As for games that do weave LGBTQ+ viewpoints into their narratives in detail, Dontnod Entertainment’s episodic adventure Tell Me Why didn’t just feature a transgender character, but trans topics and issues are an imperative aspect of the story and, in effect, the whole game.
Similarly, The Last of Us Part II featured a new key character called Lev, who has a huge arc surrounding his transition and the trauma associated with such a journey. While the character’s role in the story was criticised by trans critics for a variety of reasons, he also became a beacon of success for others, with Julie Muncy from The Washington Post writing “terrible, terrible things happen to Lev, but even so his role in the story is, paradoxically, one of hope and optimism.”
Again, it feels impossible to recall a game that actually explores a character’s bisexuality in detail, that has weight and feels important to the overall narrative. Like Tell Me Why, I hope to see a game where bisexuality is the story, and not just an unexplored character trait or a tacked on choice for player characters.
At the end of the day, the whole gaming industry needs to incorporate more meaningful LGBTQ+ representation both in their games and in the teams that make them. With bisexuality, it seems that developers are content with giving players a choice on romancing whoever they want, and calling it a day. There is already a lack of significant queer representation across all media, but the games industry could do so much better by designing narratives explicitly around bisexuality and tackling perceptions and issues around it.

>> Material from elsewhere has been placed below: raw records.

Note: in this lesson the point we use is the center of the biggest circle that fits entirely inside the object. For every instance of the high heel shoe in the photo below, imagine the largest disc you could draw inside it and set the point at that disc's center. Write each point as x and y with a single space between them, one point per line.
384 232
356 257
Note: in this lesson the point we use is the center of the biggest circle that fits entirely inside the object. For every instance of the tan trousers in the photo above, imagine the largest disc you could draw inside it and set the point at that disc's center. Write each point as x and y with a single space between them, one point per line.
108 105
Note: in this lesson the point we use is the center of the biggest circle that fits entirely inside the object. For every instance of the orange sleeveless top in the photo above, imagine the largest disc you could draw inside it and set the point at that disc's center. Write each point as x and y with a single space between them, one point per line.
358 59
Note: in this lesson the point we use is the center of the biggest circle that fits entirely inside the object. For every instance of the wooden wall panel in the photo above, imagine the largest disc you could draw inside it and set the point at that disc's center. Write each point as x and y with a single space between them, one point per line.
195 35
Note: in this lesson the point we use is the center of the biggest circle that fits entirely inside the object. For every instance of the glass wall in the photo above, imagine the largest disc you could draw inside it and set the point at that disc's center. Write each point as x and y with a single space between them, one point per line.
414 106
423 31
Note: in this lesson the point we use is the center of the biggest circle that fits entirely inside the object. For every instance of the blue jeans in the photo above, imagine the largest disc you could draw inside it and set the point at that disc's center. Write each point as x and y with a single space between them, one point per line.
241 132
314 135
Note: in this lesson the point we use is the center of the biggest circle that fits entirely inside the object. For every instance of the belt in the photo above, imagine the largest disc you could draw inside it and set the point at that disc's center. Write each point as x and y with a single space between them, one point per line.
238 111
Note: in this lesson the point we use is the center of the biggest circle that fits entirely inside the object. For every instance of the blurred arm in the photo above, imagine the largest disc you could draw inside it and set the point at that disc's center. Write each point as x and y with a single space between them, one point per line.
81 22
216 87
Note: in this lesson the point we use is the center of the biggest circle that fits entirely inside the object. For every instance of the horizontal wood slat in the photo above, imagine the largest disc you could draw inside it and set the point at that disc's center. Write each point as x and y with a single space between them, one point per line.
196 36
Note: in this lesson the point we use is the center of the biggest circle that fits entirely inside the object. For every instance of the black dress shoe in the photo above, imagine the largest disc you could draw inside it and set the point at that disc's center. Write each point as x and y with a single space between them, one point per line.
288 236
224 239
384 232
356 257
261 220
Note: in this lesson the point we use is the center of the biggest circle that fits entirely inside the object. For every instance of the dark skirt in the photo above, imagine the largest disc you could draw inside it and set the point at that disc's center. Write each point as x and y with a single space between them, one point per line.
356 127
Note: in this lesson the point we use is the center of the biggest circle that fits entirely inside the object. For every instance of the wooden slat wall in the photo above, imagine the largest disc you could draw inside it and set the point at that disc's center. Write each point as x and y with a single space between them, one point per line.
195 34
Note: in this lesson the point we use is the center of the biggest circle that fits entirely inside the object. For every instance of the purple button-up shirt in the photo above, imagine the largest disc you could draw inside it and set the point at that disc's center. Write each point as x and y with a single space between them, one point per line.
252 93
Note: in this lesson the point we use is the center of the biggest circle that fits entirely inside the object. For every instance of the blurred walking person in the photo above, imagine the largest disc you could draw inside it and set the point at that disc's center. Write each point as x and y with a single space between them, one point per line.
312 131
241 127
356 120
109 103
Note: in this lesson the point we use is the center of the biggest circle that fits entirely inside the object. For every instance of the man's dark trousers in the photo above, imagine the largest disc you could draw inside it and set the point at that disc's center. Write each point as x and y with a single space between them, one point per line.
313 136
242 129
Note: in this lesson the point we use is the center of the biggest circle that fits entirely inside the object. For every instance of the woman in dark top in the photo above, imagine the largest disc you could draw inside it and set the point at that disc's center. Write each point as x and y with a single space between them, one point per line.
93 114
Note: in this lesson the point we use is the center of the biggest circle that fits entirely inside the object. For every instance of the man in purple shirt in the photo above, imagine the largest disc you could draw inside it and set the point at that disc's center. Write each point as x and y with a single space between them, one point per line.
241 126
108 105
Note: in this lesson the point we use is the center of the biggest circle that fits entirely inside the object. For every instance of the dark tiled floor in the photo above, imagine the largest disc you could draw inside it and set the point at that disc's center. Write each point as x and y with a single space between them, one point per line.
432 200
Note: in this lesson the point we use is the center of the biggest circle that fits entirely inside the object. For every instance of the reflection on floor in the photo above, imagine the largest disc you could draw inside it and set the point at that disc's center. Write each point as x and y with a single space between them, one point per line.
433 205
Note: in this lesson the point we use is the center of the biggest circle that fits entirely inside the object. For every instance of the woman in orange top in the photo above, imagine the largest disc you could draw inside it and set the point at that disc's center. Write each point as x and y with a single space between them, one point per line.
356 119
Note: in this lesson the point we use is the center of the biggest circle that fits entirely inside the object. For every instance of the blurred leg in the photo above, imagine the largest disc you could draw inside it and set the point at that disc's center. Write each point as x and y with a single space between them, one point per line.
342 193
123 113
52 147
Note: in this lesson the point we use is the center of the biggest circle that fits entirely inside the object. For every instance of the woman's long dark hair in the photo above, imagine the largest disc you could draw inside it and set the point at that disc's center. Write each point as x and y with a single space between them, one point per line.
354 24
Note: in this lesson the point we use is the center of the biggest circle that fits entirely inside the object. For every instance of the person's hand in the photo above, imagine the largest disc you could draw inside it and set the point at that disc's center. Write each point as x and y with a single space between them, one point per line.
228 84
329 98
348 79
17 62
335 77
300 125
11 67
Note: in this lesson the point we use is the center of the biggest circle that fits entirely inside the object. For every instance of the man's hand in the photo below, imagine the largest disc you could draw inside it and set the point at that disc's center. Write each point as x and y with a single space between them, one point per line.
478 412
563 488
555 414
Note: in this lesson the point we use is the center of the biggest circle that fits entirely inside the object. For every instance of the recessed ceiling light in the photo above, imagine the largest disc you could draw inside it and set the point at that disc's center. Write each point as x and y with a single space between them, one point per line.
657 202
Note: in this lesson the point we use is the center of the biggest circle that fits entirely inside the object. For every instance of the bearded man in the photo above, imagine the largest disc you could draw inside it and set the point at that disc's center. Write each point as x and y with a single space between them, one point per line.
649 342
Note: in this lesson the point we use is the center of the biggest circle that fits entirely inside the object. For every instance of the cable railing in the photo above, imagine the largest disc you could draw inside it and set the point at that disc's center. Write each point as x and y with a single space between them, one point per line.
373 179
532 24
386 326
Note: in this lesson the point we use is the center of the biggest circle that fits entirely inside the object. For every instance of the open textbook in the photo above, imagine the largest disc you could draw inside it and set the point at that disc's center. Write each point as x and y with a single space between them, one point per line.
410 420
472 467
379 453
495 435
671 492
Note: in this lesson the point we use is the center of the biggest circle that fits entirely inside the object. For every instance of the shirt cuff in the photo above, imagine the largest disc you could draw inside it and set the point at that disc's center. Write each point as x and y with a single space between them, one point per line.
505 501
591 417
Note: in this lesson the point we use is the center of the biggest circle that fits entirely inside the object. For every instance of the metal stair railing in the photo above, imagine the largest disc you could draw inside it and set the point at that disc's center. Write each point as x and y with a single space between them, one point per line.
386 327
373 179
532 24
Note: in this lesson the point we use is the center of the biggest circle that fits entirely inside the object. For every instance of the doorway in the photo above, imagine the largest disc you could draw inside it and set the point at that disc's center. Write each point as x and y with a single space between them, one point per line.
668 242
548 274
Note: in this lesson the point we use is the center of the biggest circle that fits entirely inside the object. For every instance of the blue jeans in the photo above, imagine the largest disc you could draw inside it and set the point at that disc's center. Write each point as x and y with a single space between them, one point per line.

Although we don’t always have to label a character’s sexuality, I want to see games that are unapologetically bisexual. I’m tired of scrolling through Reddit and Twitter feeds with people debating whether a character is pansexual or bisexual, just for the developers to eventually reveal they don’t know either (much like Greg Kasavin did with Hades). Let’s start seeing interactive stories that take bisexuality, and all other sexual orientations and identities, seriously.